# Advice for Slippery Paws on the hardwood



## Celeigh (Nov 29, 2007)

One thing that helps us as I've got hardwood and stone throughout is to keep the hair on the bottom of their paws trimmed flush with the pads and keeping their nails short. This seems to help a lot with traction.
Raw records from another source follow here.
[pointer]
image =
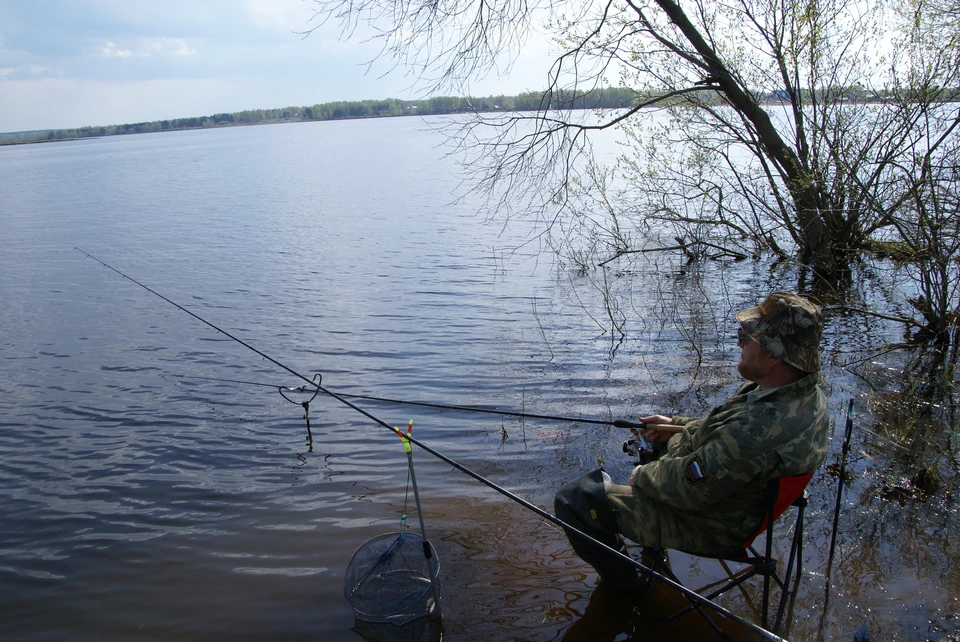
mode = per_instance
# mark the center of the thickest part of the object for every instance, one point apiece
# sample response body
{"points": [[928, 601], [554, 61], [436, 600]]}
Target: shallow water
{"points": [[144, 495]]}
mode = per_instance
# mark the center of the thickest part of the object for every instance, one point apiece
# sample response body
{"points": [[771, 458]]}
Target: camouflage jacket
{"points": [[706, 493]]}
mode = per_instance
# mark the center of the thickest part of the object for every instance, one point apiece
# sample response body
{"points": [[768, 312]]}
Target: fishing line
{"points": [[570, 530], [618, 423]]}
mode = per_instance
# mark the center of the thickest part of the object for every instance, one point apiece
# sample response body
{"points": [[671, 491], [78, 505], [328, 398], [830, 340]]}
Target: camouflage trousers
{"points": [[623, 511]]}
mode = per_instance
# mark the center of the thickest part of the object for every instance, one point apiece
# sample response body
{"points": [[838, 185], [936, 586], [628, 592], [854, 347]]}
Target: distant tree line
{"points": [[530, 101], [611, 98]]}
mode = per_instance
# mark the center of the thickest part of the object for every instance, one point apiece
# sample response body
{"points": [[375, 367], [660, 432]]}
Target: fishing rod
{"points": [[570, 530], [617, 423]]}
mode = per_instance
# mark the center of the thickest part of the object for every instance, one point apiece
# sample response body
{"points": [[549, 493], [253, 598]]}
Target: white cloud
{"points": [[110, 50]]}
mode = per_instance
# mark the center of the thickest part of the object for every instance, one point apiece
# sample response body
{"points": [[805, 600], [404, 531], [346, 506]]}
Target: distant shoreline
{"points": [[341, 110], [387, 108]]}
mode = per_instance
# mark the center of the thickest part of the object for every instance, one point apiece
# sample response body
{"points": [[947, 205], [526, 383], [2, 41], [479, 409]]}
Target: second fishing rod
{"points": [[316, 384]]}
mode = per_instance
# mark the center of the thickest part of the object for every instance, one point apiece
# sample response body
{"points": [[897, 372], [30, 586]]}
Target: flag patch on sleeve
{"points": [[695, 472]]}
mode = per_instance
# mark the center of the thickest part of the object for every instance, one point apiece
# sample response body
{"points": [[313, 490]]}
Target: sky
{"points": [[72, 63]]}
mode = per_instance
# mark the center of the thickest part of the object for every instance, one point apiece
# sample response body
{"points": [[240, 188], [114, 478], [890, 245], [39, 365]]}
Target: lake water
{"points": [[146, 493]]}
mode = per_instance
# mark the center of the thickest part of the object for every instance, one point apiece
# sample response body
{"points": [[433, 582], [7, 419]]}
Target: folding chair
{"points": [[782, 493]]}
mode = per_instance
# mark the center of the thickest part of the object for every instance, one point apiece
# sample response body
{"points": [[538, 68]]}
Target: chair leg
{"points": [[796, 553]]}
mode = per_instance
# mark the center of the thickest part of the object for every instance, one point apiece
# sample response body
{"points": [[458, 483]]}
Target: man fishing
{"points": [[705, 493]]}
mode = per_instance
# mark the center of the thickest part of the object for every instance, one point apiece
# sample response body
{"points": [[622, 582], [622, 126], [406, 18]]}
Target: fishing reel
{"points": [[638, 448]]}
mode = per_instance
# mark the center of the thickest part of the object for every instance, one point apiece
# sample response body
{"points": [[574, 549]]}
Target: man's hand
{"points": [[656, 436]]}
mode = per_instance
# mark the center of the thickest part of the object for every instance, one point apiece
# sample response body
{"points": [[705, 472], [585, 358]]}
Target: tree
{"points": [[791, 126]]}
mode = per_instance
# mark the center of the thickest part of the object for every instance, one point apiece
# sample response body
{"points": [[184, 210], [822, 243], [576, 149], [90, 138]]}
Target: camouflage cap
{"points": [[788, 327]]}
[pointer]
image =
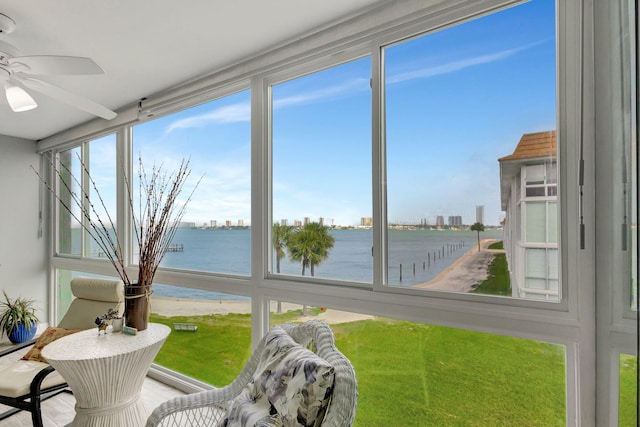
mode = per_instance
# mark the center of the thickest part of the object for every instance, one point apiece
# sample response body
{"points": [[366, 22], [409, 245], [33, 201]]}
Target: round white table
{"points": [[106, 372]]}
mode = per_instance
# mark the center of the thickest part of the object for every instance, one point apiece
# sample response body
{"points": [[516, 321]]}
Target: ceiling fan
{"points": [[17, 71]]}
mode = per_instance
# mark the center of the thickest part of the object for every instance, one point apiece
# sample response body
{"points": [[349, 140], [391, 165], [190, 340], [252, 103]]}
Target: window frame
{"points": [[571, 322]]}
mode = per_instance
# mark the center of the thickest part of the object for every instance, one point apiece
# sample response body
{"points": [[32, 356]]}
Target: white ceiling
{"points": [[146, 46]]}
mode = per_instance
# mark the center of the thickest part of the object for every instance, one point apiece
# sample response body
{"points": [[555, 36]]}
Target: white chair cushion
{"points": [[17, 377], [98, 289]]}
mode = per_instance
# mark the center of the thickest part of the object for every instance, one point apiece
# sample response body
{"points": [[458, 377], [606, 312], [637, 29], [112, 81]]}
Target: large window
{"points": [[457, 100], [322, 174], [87, 177], [359, 176], [215, 138]]}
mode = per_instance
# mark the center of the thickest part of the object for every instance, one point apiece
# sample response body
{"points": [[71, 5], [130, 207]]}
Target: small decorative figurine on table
{"points": [[101, 321], [102, 325]]}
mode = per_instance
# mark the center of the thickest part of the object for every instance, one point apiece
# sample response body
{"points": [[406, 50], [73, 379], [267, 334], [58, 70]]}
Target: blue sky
{"points": [[456, 101]]}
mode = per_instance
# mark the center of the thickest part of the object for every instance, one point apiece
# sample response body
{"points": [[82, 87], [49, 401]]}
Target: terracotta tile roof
{"points": [[531, 145]]}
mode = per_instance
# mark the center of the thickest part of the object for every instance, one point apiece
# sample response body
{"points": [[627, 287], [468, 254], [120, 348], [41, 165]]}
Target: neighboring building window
{"points": [[532, 251], [453, 99]]}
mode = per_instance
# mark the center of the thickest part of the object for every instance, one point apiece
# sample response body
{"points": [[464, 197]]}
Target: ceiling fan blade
{"points": [[62, 95], [7, 49], [54, 65]]}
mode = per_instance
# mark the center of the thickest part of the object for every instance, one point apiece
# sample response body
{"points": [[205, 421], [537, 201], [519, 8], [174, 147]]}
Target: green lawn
{"points": [[409, 374], [628, 415]]}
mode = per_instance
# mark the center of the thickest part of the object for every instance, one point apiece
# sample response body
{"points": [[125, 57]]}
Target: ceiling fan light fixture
{"points": [[19, 100]]}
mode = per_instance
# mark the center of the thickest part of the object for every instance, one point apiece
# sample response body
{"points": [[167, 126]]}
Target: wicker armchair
{"points": [[209, 408]]}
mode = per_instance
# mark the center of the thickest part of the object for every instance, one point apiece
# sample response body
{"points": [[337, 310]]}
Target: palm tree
{"points": [[478, 226], [280, 237], [310, 246]]}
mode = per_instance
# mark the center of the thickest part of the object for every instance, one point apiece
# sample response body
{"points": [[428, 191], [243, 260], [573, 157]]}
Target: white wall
{"points": [[23, 260]]}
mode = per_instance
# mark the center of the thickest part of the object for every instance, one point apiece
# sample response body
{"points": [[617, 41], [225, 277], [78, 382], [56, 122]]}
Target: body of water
{"points": [[415, 256]]}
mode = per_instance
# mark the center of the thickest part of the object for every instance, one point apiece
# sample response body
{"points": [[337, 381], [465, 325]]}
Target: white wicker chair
{"points": [[208, 408]]}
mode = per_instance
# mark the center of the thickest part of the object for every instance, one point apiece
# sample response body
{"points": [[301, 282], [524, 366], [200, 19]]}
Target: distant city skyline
{"points": [[457, 100]]}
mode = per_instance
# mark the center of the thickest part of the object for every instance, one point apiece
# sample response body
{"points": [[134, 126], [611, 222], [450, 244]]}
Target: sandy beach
{"points": [[169, 307], [462, 276]]}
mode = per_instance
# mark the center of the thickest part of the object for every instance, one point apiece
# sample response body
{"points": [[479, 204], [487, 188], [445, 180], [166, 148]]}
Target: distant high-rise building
{"points": [[366, 221], [480, 214], [455, 221]]}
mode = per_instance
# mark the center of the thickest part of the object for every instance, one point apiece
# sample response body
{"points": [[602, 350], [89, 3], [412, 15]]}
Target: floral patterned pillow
{"points": [[291, 387]]}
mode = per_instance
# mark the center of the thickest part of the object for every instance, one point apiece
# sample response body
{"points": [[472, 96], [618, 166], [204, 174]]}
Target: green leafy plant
{"points": [[18, 311]]}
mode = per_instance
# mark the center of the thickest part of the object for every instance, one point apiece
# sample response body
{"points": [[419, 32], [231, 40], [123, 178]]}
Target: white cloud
{"points": [[240, 112], [351, 86], [457, 65]]}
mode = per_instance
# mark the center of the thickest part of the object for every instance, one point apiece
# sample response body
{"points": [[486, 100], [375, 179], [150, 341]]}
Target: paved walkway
{"points": [[467, 272]]}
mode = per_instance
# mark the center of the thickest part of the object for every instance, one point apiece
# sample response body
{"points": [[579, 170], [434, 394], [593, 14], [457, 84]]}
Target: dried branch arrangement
{"points": [[155, 221]]}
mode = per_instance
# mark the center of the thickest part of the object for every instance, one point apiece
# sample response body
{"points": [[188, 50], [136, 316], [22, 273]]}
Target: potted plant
{"points": [[156, 215], [18, 318]]}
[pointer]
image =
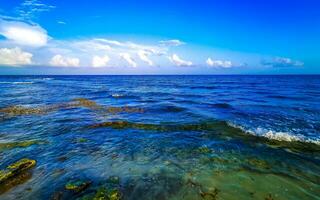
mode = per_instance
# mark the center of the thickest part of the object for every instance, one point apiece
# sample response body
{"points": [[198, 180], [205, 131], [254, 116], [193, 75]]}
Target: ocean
{"points": [[161, 137]]}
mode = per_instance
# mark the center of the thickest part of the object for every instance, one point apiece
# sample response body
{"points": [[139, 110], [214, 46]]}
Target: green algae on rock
{"points": [[21, 110], [107, 194], [83, 102], [15, 173], [204, 150], [77, 186], [258, 163], [21, 144]]}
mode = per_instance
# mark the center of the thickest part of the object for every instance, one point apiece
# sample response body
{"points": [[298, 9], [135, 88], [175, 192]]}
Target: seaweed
{"points": [[15, 174], [77, 186], [21, 144]]}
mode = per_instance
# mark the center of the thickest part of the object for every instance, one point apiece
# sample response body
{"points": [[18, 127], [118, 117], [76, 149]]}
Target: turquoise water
{"points": [[162, 137]]}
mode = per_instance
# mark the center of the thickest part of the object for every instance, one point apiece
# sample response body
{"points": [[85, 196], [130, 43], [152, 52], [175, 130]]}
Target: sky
{"points": [[159, 37]]}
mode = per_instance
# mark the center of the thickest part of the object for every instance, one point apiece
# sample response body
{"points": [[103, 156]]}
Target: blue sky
{"points": [[159, 37]]}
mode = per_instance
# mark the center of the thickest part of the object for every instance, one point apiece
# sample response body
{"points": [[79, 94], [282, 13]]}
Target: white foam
{"points": [[280, 136]]}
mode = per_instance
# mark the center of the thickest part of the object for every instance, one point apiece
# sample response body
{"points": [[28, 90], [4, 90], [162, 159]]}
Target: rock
{"points": [[15, 174], [107, 194], [83, 102], [27, 143], [204, 150], [113, 180], [258, 163], [20, 110], [77, 186]]}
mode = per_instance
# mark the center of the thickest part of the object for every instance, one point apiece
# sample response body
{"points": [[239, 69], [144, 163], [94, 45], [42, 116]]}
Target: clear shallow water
{"points": [[171, 137]]}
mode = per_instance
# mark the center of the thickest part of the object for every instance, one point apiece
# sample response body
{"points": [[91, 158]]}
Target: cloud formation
{"points": [[98, 61], [23, 34], [15, 56], [280, 62], [127, 57], [143, 55], [29, 9], [219, 63], [60, 61], [171, 42], [175, 59]]}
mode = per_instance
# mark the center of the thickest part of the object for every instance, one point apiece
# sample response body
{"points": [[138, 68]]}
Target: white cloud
{"points": [[61, 22], [171, 42], [100, 61], [127, 57], [219, 63], [30, 8], [143, 55], [61, 61], [282, 62], [23, 34], [14, 56], [178, 61]]}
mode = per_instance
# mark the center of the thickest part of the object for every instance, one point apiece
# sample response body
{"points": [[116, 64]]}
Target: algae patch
{"points": [[15, 174], [21, 144]]}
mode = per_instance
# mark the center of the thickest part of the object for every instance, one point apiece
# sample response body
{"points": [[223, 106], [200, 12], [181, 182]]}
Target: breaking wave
{"points": [[274, 135]]}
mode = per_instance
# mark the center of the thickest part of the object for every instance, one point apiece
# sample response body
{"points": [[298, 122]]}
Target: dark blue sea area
{"points": [[160, 137]]}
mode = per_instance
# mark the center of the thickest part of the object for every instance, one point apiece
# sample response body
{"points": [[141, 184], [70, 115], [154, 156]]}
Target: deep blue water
{"points": [[275, 119]]}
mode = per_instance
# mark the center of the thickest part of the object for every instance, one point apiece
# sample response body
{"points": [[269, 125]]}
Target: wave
{"points": [[26, 82], [274, 135]]}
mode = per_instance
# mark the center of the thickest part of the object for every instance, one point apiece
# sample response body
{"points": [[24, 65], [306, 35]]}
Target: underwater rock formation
{"points": [[22, 144], [20, 110], [15, 174], [77, 186]]}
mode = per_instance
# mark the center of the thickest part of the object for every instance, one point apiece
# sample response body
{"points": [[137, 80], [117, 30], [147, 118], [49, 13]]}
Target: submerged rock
{"points": [[83, 102], [77, 186], [15, 174], [258, 163], [107, 194], [204, 150], [20, 110], [27, 143]]}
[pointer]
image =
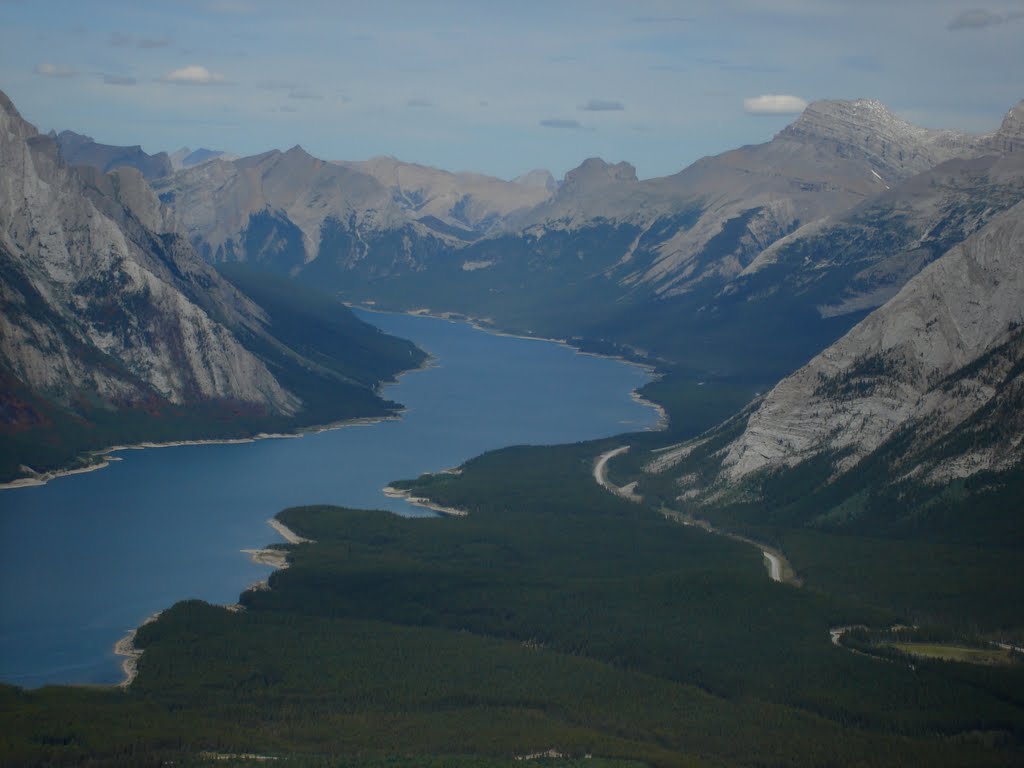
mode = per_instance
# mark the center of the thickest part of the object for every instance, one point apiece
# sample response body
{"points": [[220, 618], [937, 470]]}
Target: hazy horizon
{"points": [[496, 89]]}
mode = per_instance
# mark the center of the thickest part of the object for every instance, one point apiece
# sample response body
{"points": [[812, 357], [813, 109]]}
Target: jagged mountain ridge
{"points": [[930, 385], [100, 295], [79, 150], [470, 203], [694, 230], [108, 320]]}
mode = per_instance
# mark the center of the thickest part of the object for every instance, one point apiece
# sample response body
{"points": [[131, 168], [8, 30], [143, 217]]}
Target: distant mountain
{"points": [[924, 395], [757, 257], [471, 203], [78, 150], [185, 158], [113, 329], [284, 210]]}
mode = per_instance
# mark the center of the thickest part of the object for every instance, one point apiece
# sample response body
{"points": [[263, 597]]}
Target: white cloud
{"points": [[555, 123], [601, 104], [194, 75], [979, 18], [55, 71], [774, 103], [118, 80]]}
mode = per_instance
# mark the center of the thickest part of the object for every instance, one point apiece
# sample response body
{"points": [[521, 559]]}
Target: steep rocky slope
{"points": [[929, 386], [79, 150], [694, 230], [284, 210], [85, 315], [467, 204], [114, 329]]}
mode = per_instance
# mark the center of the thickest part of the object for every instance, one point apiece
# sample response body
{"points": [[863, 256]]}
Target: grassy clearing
{"points": [[946, 652]]}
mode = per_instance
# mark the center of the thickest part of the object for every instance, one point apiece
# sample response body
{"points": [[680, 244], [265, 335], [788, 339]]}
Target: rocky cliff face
{"points": [[470, 204], [279, 209], [95, 305], [940, 361], [77, 150]]}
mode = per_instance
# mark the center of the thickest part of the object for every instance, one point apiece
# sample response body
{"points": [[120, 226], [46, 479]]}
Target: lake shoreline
{"points": [[418, 501], [275, 558], [103, 459], [482, 324]]}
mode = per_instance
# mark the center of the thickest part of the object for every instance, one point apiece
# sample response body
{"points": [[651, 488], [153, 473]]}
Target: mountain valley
{"points": [[836, 317]]}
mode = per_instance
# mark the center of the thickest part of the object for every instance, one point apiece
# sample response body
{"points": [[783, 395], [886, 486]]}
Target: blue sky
{"points": [[499, 88]]}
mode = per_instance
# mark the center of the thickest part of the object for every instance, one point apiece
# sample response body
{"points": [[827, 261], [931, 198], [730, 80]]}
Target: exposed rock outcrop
{"points": [[95, 304]]}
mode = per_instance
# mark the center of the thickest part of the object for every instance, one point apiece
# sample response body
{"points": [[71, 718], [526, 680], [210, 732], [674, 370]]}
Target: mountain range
{"points": [[114, 329], [744, 264]]}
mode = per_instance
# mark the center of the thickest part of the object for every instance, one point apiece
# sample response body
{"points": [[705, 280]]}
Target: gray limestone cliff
{"points": [[95, 307]]}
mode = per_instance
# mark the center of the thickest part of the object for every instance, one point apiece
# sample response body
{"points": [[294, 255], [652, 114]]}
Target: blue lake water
{"points": [[87, 557]]}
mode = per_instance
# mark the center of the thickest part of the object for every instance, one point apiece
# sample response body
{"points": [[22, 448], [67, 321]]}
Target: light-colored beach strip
{"points": [[103, 460], [275, 558], [417, 501], [627, 492]]}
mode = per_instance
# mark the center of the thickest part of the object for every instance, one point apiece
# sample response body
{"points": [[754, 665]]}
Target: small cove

P.S. - I've also seen these, though don't know anyone who has used them or whether it works: http://www.smartpakcanine.com/Produ...cmPreserveSource=true&cmPreserveCategory=true


----------



## BeauShel (May 20, 2007)

I keep my pups paws fur on the feet cut short and the nails trimmed. It makes a big difference. I looked at those stickys but I was wondered if they were ok to wear all the time.


----------



## GoldenJoyx'stwo (Feb 25, 2007)

They do have a spray you can apply to the pads, but I don't know if it's recommended. Shadow (he had two hip surgeries) almost never slides on our floor. Tucker? He skids across our deck and in the kitchen. It always amazes me how sure footed Shadow is.


----------



## gold'nchocolate (May 31, 2005)

I've been looking into something to help Hershey who doesn't have very good control over her back legs lately...her feet will slip and she almost does the splits.

Here are a couple of items that may help you:

Musher's Secret paw wax-- http://www.amazon.com/Mushers-Secret-Invisible-Shield-200/dp/B0002XIZXY

Excel Paw Wax-- http://www.amazon.com/gp/product/B000FPJ80I/ref=cm_cr_pr_product_top


----------



## Bock (Jun 23, 2008)

Keeping fur short and nails trimmed like mentioned above


----------